In a striking statistic, between 11 and 20 percent of Iraqi Freedom veterans suffer from PTSD. In honor of National Service Dog month, Spectrum News reported about Operation at Ease. The program has veterans train their own service dogs to mitigate the effects of PTSD.
“Post-traumatic stress, it just wraps around you and it lies,” says Operation Ease Founder Joni Bonilla told the outlet. “It tells you that you’re not going to have a normal life again, that you can’t do what you did before and I just feel that little by little we take those lies away.”
The best part? The dogs are rescues and the veterans work with trainers to make them service dogs. Some of the participants were hesitant surrounding the stigma of a service animal. One veteran, Robert Odell, initially backed out but is now training with his dog Benny for six months. In the beginning, he thought Benny was untrainable.” The pooch proved him wrong.
Bonilla said that the dogs have changed their lives. Odell now can sleep soundly with his service dog. The bond is more than a friend or family member, it is an extension of the person and is truly a lifesaver.
“I’m happy that I actually went through it and got him, because it’s been a big help for me. It’s probably the best year I’ve had in a long time,” Odell admitted.
What’s The Difference Between Emotional Support, Therapy, and Service Dogs?
You’ve probably heard of emotional support, therapy, and service dogs before. There’s a big difference between the three. An emotional support dog is a dog that needs no training and is there to solely provide emotional support for its owner. A mental health professional has to write a note that the dog comforts the owner. The only right an emotional support dog has is to live in a non-pet-friendly place, which doesn’t always apply.
Secondly, a therapy dog first has to undergo assessments to make sure that he or she is a candidate.

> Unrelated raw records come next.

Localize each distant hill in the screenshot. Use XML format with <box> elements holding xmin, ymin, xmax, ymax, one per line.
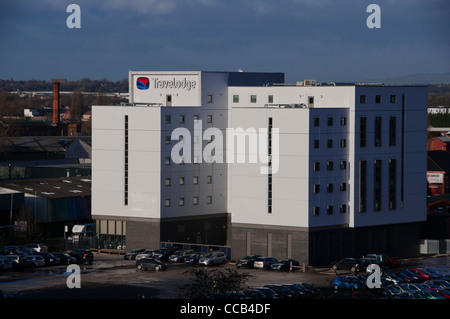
<box><xmin>361</xmin><ymin>72</ymin><xmax>450</xmax><ymax>85</ymax></box>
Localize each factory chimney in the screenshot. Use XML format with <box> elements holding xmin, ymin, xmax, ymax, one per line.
<box><xmin>52</xmin><ymin>79</ymin><xmax>66</xmax><ymax>125</ymax></box>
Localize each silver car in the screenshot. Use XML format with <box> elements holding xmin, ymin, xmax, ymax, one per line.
<box><xmin>198</xmin><ymin>251</ymin><xmax>227</xmax><ymax>266</ymax></box>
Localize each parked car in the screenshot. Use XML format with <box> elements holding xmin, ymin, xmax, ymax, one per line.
<box><xmin>236</xmin><ymin>255</ymin><xmax>262</xmax><ymax>268</ymax></box>
<box><xmin>425</xmin><ymin>279</ymin><xmax>450</xmax><ymax>289</ymax></box>
<box><xmin>136</xmin><ymin>258</ymin><xmax>167</xmax><ymax>271</ymax></box>
<box><xmin>398</xmin><ymin>269</ymin><xmax>425</xmax><ymax>282</ymax></box>
<box><xmin>25</xmin><ymin>244</ymin><xmax>48</xmax><ymax>252</ymax></box>
<box><xmin>408</xmin><ymin>268</ymin><xmax>433</xmax><ymax>280</ymax></box>
<box><xmin>243</xmin><ymin>289</ymin><xmax>270</xmax><ymax>299</ymax></box>
<box><xmin>153</xmin><ymin>247</ymin><xmax>178</xmax><ymax>261</ymax></box>
<box><xmin>198</xmin><ymin>251</ymin><xmax>227</xmax><ymax>266</ymax></box>
<box><xmin>184</xmin><ymin>253</ymin><xmax>205</xmax><ymax>265</ymax></box>
<box><xmin>53</xmin><ymin>252</ymin><xmax>77</xmax><ymax>265</ymax></box>
<box><xmin>270</xmin><ymin>259</ymin><xmax>300</xmax><ymax>271</ymax></box>
<box><xmin>428</xmin><ymin>288</ymin><xmax>450</xmax><ymax>299</ymax></box>
<box><xmin>264</xmin><ymin>285</ymin><xmax>296</xmax><ymax>299</ymax></box>
<box><xmin>3</xmin><ymin>255</ymin><xmax>26</xmax><ymax>269</ymax></box>
<box><xmin>425</xmin><ymin>268</ymin><xmax>444</xmax><ymax>279</ymax></box>
<box><xmin>69</xmin><ymin>249</ymin><xmax>94</xmax><ymax>264</ymax></box>
<box><xmin>255</xmin><ymin>287</ymin><xmax>281</xmax><ymax>299</ymax></box>
<box><xmin>123</xmin><ymin>249</ymin><xmax>145</xmax><ymax>260</ymax></box>
<box><xmin>332</xmin><ymin>276</ymin><xmax>362</xmax><ymax>291</ymax></box>
<box><xmin>331</xmin><ymin>258</ymin><xmax>368</xmax><ymax>273</ymax></box>
<box><xmin>381</xmin><ymin>271</ymin><xmax>404</xmax><ymax>285</ymax></box>
<box><xmin>169</xmin><ymin>249</ymin><xmax>195</xmax><ymax>263</ymax></box>
<box><xmin>0</xmin><ymin>258</ymin><xmax>12</xmax><ymax>270</ymax></box>
<box><xmin>253</xmin><ymin>257</ymin><xmax>278</xmax><ymax>269</ymax></box>
<box><xmin>34</xmin><ymin>252</ymin><xmax>59</xmax><ymax>266</ymax></box>
<box><xmin>26</xmin><ymin>255</ymin><xmax>45</xmax><ymax>268</ymax></box>
<box><xmin>413</xmin><ymin>290</ymin><xmax>446</xmax><ymax>299</ymax></box>
<box><xmin>134</xmin><ymin>249</ymin><xmax>157</xmax><ymax>260</ymax></box>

If the dog has any behavior problems like aggression, it can not be a therapy dog. A therapy dog provides psychological or physiological therapy to people other than their handlers. They typically visit hospitals, schools, hospices, nursing homes, among other places. People are encouraged to pet the dogs.
These dogs have stable temperaments and friendly, easy-going personalities. Typically, they visit hospitals, schools, hospices, nursing homes, and more. You often find these dogs in courtrooms to help victims. Unlike service dogs, therapy dogs are encouraged to interact with a variety of people while they are on-duty including petting the therapy dog.
Service Dog 101
Finally, a service dog requires the most extensive training that lasts between 1.5-3 years. These elite dogs have to be desensitized from an early age and the majority of potential dogs will flush out. The pooches undergo a public access test to prove their training and capabilities.
A service dog is a task-trained service dog to provide a service for a person with a disability to mitigate it. This includes alerting before medical events occur like seizures, heart problems, guide dogs for the blind, etc. They can also respond to medical episodes like bringing medicine or deep pressure therapy.
When it comes to the public, they can not interact with service dogs unless told by their owners. A person commits a felony if they interfere with a service dog (pet, trying to distract) or claims that an untrained dog is a service dog. The only other animal legally allowed to be a service animal is a miniature horse.